Has anyone actually tried welding or otherwise permanently "fixing" the alternator damper? I am in the process of attempting an EFI conversion and most likely supercharging my 88 Hurricane 1000 and the alternator shaft would make a pretty ideal/easy spot to modify and add a SC drive pulley, but of course I worry about putting several hp more load through the apparently already failure-prone damper and ending up with it slipping. What are the realistic consequences of welding it? Does it actually provide individual power-pulse torsional cushioning, or is it simply an engineered fail point to prevent breaking the chain if something locks up? Frankly, I'm prepared to deal with whatever the consequences may be but am looking for input/experience from those who have actually modified one, either to be stiffer, or completely rigid. Thanks.

 

Also, does anyone know what the drive ratio between the crankshaft and the alternator shaft is? Is it just 1:1?

 

I like the way you are thinking and am tempted to weld my damper too. SC sounds great!. I would be concerned about the strength of the alternator chain and tensioner- as long as these are good enough to spin the SC it should work, and obviously you need to put a charging system on somewhere.

 

Or do you mean spin from shaft outside of alternator?

 

I was thinking extend the existing alternator shaft enough to add a 4-rib pulley, space the alternator out accordingly. That is definitely one of my concerns though, I have no idea how strong the chain is, or what the drive ratio is. I can't imagine that the torque to spin the SC is going to be more than what the starter transmits through that chain anyway. I mean I haven't measured the amp draw of the starter, but it has crazy amounts of gearing, it's got to be putting substantial torque into the chain.

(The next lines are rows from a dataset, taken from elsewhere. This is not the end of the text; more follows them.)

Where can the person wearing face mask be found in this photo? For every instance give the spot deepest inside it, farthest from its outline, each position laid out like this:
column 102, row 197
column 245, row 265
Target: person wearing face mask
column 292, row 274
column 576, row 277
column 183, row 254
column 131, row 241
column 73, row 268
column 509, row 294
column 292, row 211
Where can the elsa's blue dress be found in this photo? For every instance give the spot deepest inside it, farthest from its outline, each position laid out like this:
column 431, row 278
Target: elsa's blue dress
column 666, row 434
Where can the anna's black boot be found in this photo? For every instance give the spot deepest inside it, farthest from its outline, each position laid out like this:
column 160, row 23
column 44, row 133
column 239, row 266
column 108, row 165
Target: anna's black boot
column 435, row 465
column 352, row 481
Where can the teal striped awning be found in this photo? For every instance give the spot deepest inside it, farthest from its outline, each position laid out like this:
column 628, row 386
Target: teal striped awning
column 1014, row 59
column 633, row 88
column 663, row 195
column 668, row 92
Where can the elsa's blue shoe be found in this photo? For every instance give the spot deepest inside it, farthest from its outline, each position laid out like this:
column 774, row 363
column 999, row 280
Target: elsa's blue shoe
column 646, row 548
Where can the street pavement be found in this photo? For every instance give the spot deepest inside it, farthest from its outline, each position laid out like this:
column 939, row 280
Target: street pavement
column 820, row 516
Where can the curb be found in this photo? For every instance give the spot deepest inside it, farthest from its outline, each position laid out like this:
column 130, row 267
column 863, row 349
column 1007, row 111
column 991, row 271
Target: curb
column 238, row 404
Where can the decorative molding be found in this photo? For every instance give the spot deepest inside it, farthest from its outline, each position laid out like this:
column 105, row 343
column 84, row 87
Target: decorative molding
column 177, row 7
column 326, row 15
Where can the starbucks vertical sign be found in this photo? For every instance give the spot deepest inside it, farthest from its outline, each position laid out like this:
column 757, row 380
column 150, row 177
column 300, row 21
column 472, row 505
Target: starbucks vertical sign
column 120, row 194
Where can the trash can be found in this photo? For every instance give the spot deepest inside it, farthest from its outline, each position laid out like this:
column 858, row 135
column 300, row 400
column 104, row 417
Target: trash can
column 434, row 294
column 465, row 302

My alternate idea, that has really been growing on me, is to attach a SC drive pulley to the front sprocket. This could give me boost that would increase with each gear. I plotted roughly what that would look like on the compressor map with 7.5psi in first ramping up to around 20psi in 6th. It's right in great efficiency islands through all the main places I'd actually likely be accelerating. I've got no interest in doing 170mph on a bike as old as me, lol...or really any bike for that matter. The supercharger I am planning to use is an Eaton TVS R900. So if I did my math right, I would have to drive it off the front sprocket at about 4:1 ratio to get this desired boost level, which most likely will require a 2-belt system to step the speed back up, because I don't think I'm gonna squeeze an 8" lower pulley on there, lol. Frankly, I am not very familiar with the bike and don't get to see it that often so I'm working off ****ty service manual and other online pictures for most of this planning, it is stored at a friend's place because he also has a bike project and talked me into getting one and keeping it there to hang out/fix them up at the same time. I did grab the carbs for a size reference for thinking about an intake. There should be plenty of space for the supercharger, it's hardly bigger than the carbs. The other challenge, which is kind of a pre-requisite to this, is getting the bike converted to a proper EFI system. I'm thinking mid 2000s GM 4 cylinder, as I'm familiar with tuning them and think I can make it work. The only real trick there is going to be adding a 60-2 crank reluctor. I really want to do all this within the confines of the factory fairings so that may mean some...clearancing.

 

I do have a wrecked donor car for the computer/harness/sensors, and have plenty of random fuel injectors, etc laying around that should be appropriate. Already got the necessary reluctor, just have to figure out how I'm going to attach it to the end of the crankshaft...which shouldn't be physically too hard to do, it's just going to be doing so in the available space, without creating any leaks or balance issues, etc that's a trick.